There were several limitations to this study. There may have been misclassification of the data accuracy outcome for several reasons. The lack of units for each numeric value for height and weight was problematic. Although most imperial system values were excluded in the assessment of BIVs, the prevalence of invalid inliers for subjects contributing only one or two measurements is unknown. In the WHO computer program, weight-for-age is not calculated beyond 10 years of age, making it harder to determine which outliers for zBMI data are from weight data in adolescents. The BIV cut-offs suggested by the WHO for calculation of zBMI may be too conservative and be incorrectly excluding those patients with extremely high zBMIs.29 One previous study demonstrated the BIV cut-offs from the WHO underestimated obesity prevalence30 and recently, the Center for Disease Control (CDC) changed their upper limit for BIVs from >+5 to >+8.31 To the best of our knowledge, there are no validated or standardised rules on plausible changes over time to differentiate true errors from correct values.32 More research is required to determine valid BIV cut-offs that can be used for large data sets that are becoming more available with improved health information databases. Lastly, the clinic size variable may have been underestimated for 13% of observations because in eight clinics not all physicians contribute data to the EMRALD network.

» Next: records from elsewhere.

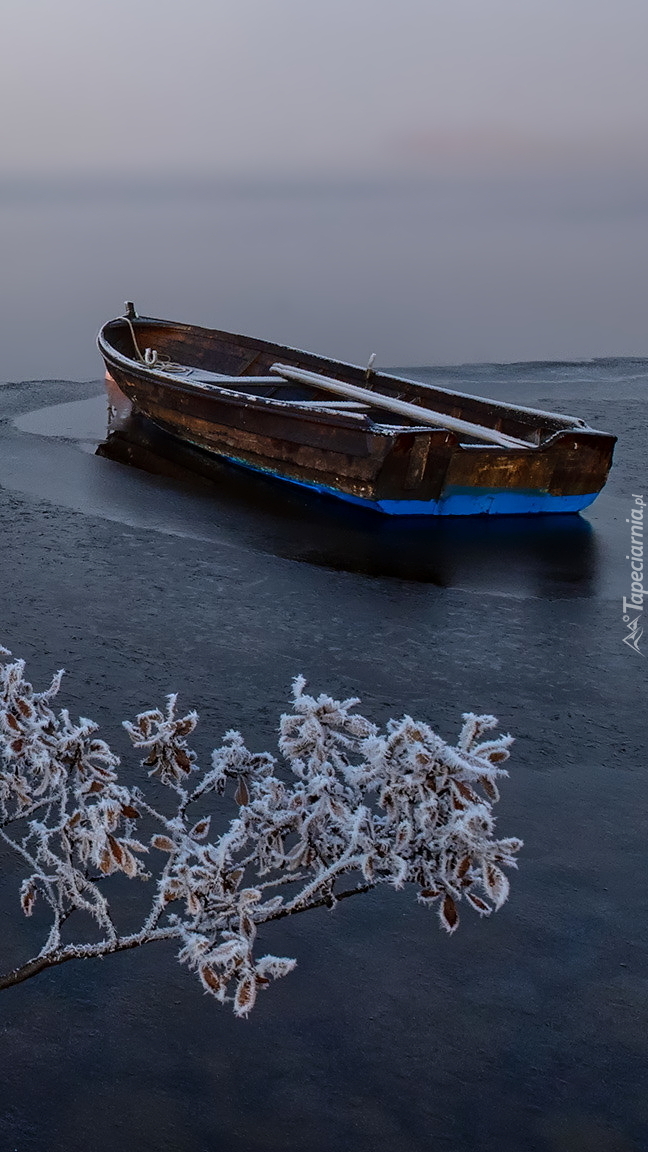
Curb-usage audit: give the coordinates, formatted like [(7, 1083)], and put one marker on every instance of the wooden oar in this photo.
[(401, 407)]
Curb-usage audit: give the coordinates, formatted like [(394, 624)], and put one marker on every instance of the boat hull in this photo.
[(393, 469)]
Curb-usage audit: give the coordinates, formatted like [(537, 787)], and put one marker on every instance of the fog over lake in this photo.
[(434, 182), (421, 272)]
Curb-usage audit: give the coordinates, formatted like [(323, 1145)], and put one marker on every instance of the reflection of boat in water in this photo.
[(542, 556), (385, 442)]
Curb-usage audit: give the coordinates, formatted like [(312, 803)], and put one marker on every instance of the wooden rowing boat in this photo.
[(396, 445)]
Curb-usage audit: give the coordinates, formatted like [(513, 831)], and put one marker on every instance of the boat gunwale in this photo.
[(572, 424)]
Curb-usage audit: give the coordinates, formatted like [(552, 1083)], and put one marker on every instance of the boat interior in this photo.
[(206, 358)]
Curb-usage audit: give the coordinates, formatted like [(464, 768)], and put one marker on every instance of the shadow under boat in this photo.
[(548, 556)]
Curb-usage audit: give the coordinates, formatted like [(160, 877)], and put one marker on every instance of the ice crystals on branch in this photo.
[(348, 808)]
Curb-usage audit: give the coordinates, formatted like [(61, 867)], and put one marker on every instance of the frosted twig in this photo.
[(396, 806)]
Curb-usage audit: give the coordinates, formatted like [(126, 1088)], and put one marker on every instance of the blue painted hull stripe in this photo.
[(458, 502)]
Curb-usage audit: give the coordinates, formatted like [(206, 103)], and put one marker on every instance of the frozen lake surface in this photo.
[(524, 1031)]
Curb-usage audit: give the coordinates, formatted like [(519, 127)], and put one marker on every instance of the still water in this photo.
[(567, 555)]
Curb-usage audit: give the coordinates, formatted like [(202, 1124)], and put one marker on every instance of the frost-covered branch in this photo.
[(348, 808)]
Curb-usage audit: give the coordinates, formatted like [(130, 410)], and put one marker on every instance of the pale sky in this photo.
[(299, 86), (438, 180)]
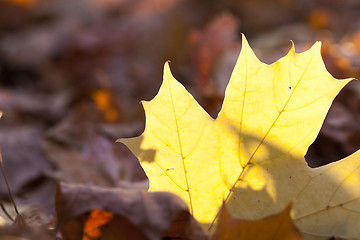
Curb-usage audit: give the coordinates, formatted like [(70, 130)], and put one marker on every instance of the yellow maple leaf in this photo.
[(252, 155)]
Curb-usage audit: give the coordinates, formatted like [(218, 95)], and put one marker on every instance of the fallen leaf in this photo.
[(277, 226), (114, 213), (252, 155)]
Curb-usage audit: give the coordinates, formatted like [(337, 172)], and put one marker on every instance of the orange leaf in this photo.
[(92, 226)]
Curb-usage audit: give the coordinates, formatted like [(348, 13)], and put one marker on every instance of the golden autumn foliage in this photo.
[(252, 155)]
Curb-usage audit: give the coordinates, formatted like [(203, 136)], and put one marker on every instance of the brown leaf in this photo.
[(277, 226), (84, 211)]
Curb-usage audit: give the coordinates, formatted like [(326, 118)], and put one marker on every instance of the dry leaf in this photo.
[(277, 226), (252, 155), (90, 212)]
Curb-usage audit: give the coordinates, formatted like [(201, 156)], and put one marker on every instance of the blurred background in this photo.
[(72, 74)]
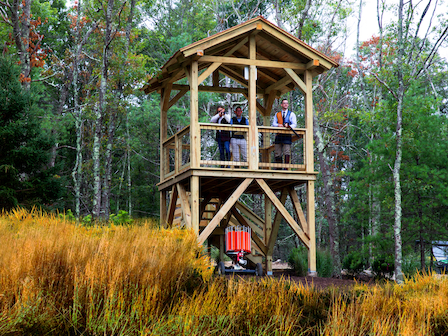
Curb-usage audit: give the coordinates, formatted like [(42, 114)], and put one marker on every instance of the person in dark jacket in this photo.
[(222, 136), (282, 144), (238, 140)]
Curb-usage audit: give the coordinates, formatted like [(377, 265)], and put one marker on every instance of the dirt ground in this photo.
[(283, 270)]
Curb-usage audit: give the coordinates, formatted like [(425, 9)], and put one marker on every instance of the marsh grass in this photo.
[(59, 278)]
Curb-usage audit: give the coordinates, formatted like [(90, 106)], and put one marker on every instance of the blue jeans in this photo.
[(224, 150)]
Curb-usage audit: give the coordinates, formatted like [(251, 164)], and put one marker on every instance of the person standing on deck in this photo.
[(282, 143), (222, 137), (238, 141)]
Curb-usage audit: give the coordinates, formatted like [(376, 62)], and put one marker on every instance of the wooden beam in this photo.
[(249, 62), (185, 204), (279, 84), (254, 236), (296, 80), (253, 131), (298, 210), (178, 96), (237, 77), (195, 132), (195, 213), (309, 155), (236, 47), (300, 48), (310, 209), (279, 206), (250, 214), (215, 79), (224, 209), (204, 88), (208, 72), (172, 206), (276, 223), (312, 64), (223, 37)]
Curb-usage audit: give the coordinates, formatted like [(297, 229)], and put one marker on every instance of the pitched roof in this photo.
[(272, 44)]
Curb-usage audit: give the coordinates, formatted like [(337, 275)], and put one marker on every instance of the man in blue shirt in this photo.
[(284, 118), (238, 141)]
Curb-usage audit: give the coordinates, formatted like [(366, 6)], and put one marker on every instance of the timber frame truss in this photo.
[(265, 62)]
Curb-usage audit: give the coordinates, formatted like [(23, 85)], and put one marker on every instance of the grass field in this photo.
[(57, 278)]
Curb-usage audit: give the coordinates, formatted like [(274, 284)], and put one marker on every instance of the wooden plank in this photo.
[(163, 219), (185, 204), (300, 48), (215, 79), (195, 213), (296, 80), (279, 206), (222, 37), (267, 219), (224, 209), (250, 214), (298, 210), (208, 72), (261, 108), (309, 155), (178, 96), (237, 77), (195, 132), (173, 205), (253, 132), (312, 64), (237, 46), (279, 84), (254, 236), (255, 62), (205, 88), (310, 214)]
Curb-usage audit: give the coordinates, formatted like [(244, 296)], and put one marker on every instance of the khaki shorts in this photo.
[(279, 148)]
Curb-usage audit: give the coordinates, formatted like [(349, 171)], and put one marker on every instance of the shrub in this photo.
[(354, 262), (298, 259)]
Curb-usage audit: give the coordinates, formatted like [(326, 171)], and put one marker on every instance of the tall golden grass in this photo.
[(60, 278)]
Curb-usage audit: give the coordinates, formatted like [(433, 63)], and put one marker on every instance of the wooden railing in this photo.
[(175, 156), (176, 149)]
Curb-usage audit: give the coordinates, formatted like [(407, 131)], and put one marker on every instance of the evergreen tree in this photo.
[(24, 148)]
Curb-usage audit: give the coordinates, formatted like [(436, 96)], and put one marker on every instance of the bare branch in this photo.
[(385, 84)]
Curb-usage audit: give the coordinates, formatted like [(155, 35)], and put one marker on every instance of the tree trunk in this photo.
[(330, 209), (398, 155)]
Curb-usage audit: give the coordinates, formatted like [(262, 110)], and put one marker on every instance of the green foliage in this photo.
[(298, 259), (122, 218), (25, 178)]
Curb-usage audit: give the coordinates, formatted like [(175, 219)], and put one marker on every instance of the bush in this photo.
[(354, 262), (298, 259)]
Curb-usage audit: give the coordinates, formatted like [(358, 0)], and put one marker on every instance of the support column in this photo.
[(195, 213), (163, 221), (310, 215), (309, 155), (221, 247), (195, 132), (253, 131), (268, 232)]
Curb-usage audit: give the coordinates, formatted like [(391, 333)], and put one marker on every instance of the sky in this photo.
[(369, 22)]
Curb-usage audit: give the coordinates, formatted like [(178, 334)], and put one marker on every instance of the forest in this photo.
[(78, 135)]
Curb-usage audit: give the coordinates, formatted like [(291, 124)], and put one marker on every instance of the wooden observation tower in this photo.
[(204, 193)]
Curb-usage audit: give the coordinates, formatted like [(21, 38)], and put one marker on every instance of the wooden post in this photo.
[(195, 204), (253, 131), (309, 155), (163, 221), (221, 247), (312, 271), (268, 231), (195, 132)]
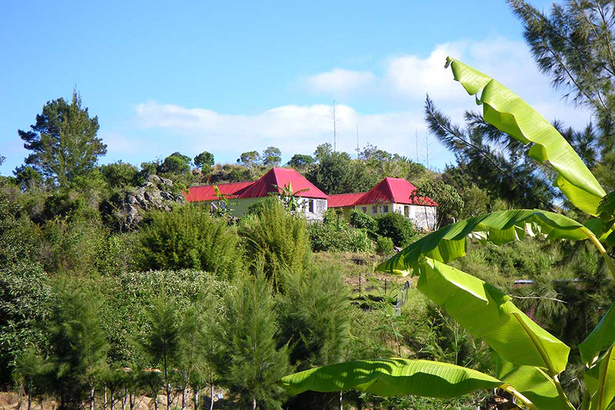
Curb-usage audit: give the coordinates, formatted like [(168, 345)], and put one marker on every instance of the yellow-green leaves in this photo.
[(600, 382), (600, 339), (507, 111), (449, 243), (392, 377), (488, 313), (530, 381)]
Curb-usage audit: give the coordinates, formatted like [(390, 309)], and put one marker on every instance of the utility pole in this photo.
[(416, 139), (427, 149), (358, 149), (334, 128)]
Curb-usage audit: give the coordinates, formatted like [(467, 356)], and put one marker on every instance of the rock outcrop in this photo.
[(126, 209)]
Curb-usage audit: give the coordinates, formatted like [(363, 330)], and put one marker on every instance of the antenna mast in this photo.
[(334, 128), (358, 149)]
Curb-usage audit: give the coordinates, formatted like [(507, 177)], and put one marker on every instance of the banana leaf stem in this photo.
[(603, 252), (526, 402)]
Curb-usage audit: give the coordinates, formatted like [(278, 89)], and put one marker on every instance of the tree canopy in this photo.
[(63, 141)]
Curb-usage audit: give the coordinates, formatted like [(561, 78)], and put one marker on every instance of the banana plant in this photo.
[(529, 360)]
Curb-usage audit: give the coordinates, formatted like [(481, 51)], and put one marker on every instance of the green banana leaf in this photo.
[(449, 243), (530, 381), (392, 377), (488, 313), (600, 381), (508, 112), (600, 339)]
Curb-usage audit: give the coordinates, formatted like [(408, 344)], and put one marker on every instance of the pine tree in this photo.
[(574, 45), (162, 341), (314, 314), (78, 345), (250, 363), (63, 141)]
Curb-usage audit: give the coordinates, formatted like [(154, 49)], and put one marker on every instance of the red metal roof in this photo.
[(394, 190), (281, 177), (208, 193), (341, 200)]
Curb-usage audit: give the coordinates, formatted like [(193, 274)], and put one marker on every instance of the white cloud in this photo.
[(340, 81), (404, 80), (292, 128)]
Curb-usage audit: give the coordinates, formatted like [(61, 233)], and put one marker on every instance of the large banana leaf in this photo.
[(600, 339), (392, 377), (600, 381), (486, 312), (509, 113), (530, 381), (449, 243)]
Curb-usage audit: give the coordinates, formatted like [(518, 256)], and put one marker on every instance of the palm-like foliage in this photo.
[(529, 359)]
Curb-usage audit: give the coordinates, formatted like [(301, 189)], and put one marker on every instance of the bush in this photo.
[(188, 238), (397, 227), (275, 239), (72, 244), (384, 246), (127, 299), (361, 220), (326, 237), (25, 295)]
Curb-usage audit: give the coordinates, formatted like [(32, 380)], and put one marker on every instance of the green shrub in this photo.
[(276, 240), (188, 238), (326, 237), (127, 299), (25, 295), (72, 244), (360, 220), (384, 246), (397, 227)]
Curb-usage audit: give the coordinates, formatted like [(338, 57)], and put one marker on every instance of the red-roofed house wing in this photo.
[(391, 195), (242, 195), (282, 177), (208, 193)]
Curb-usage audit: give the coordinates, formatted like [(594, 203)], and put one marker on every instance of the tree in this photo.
[(27, 177), (450, 204), (78, 345), (490, 160), (249, 159), (276, 241), (176, 163), (315, 313), (120, 174), (300, 161), (574, 46), (204, 161), (250, 362), (529, 360), (272, 157), (162, 341), (188, 238), (63, 141), (334, 171)]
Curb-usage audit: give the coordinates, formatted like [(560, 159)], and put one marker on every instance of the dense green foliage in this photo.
[(276, 240), (250, 362), (188, 238), (397, 227), (63, 141)]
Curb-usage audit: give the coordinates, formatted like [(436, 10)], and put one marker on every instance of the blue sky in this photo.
[(229, 77)]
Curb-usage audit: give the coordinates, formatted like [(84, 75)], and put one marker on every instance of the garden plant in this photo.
[(528, 360)]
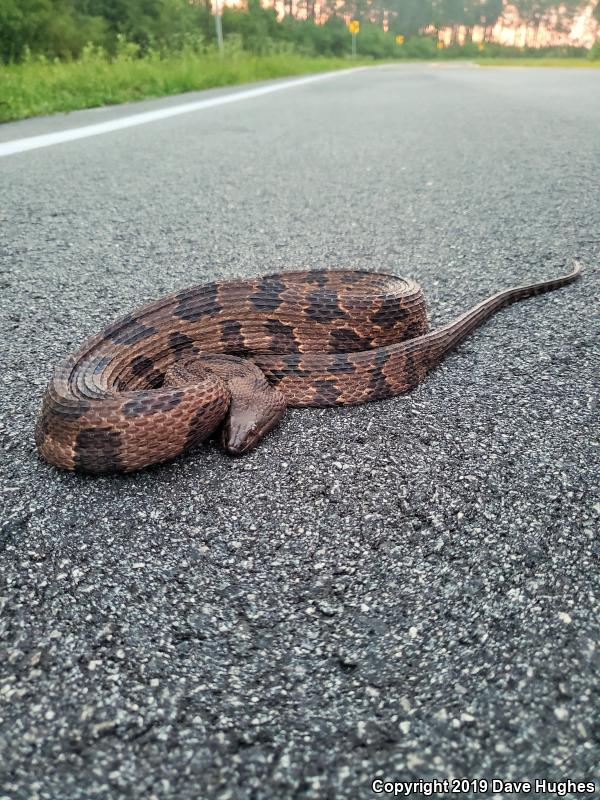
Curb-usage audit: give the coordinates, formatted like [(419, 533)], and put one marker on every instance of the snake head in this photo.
[(250, 418)]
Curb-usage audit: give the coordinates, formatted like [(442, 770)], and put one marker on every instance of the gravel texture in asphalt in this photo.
[(403, 590)]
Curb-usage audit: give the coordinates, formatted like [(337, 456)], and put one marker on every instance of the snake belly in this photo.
[(321, 337)]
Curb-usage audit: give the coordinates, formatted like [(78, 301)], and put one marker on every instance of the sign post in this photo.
[(354, 28)]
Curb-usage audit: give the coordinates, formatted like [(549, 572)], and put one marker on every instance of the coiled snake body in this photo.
[(161, 379)]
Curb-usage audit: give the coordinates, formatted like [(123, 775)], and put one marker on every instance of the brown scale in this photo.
[(163, 378)]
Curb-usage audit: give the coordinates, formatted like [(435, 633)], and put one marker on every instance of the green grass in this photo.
[(39, 87), (537, 62), (42, 87)]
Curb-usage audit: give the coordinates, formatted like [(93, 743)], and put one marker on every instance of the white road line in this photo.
[(48, 139)]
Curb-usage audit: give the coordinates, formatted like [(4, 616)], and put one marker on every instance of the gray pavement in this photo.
[(402, 590)]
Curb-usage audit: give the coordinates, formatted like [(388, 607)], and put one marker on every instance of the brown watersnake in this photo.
[(162, 378)]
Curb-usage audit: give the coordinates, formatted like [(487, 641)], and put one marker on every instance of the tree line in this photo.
[(64, 28)]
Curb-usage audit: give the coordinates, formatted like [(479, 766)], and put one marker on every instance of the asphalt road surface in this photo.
[(403, 590)]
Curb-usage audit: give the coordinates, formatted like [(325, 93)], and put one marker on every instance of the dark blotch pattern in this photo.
[(282, 337), (341, 364), (193, 307), (128, 331), (140, 365), (323, 306), (147, 404), (317, 278), (181, 345), (346, 340), (97, 450), (390, 313), (267, 296), (232, 337)]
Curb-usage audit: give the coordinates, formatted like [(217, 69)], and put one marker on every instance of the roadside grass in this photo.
[(39, 86), (538, 62), (45, 87)]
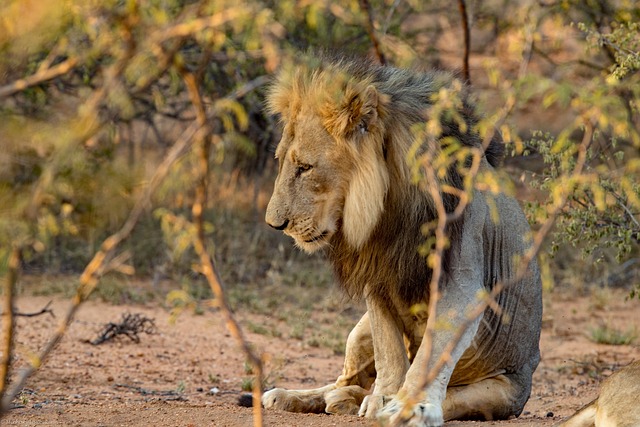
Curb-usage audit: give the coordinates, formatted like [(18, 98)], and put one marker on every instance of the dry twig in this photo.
[(130, 326)]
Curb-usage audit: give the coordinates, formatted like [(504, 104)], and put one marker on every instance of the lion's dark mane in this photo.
[(389, 260)]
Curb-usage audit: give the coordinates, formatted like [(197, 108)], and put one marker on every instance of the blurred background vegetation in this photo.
[(94, 94)]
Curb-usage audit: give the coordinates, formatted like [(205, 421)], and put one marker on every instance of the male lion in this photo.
[(617, 405), (345, 186)]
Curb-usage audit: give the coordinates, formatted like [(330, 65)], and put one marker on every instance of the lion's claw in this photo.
[(422, 414)]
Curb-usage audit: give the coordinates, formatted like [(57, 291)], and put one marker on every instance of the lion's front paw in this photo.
[(372, 404), (275, 399), (422, 414)]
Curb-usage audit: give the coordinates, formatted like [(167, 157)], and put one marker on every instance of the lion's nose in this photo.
[(282, 226)]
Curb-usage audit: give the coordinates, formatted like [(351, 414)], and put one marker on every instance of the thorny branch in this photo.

The results from this study raise important considerations of the feasibility of using growth data from EMRs for public health and surveillance purposes. Visit type and age were important determinants for whether or not measurements were complete, specifically height. Previous research has shown a difference in zBMI between well-child and sick visits15; we found mean zBMI from sick visits to be significantly higher than well-child visits. It may also be likely that children who attend regular well-child care are systematically different than those who only attend when sick. Therefore, it is important to acknowledge possible selection biases that may be introduced when using data collected in routine primary care. Finally, our study population was skewed to be younger than Ontario rostered patients due to examining visits with growth data which are concentrated in children 0–4 years.
The next step to improving the quality of this EMR data should include developing more sophisticated data cleaning for efficiently maximizing the available data. This includes determining visit type through machine learning text classification of physicians’ common ‘short-hand’ for indicating well-child visits in patient progress notes, validating correct BIVs for patients with severe obesity and determining implausible changes in height and weight over specific time intervals. Future research should develop and validate these data cleaning algorithms for large study populations in order for researchers to standardise techniques. However, despite the need for continuous evaluation of data quality, the current state of growth data was highly complete and accurate. EMRs are a good data source to characterise weight status in a large population of young children and may be useful in assessing uptake of recommendations or interventions related to childhood growth monitoring or obesity.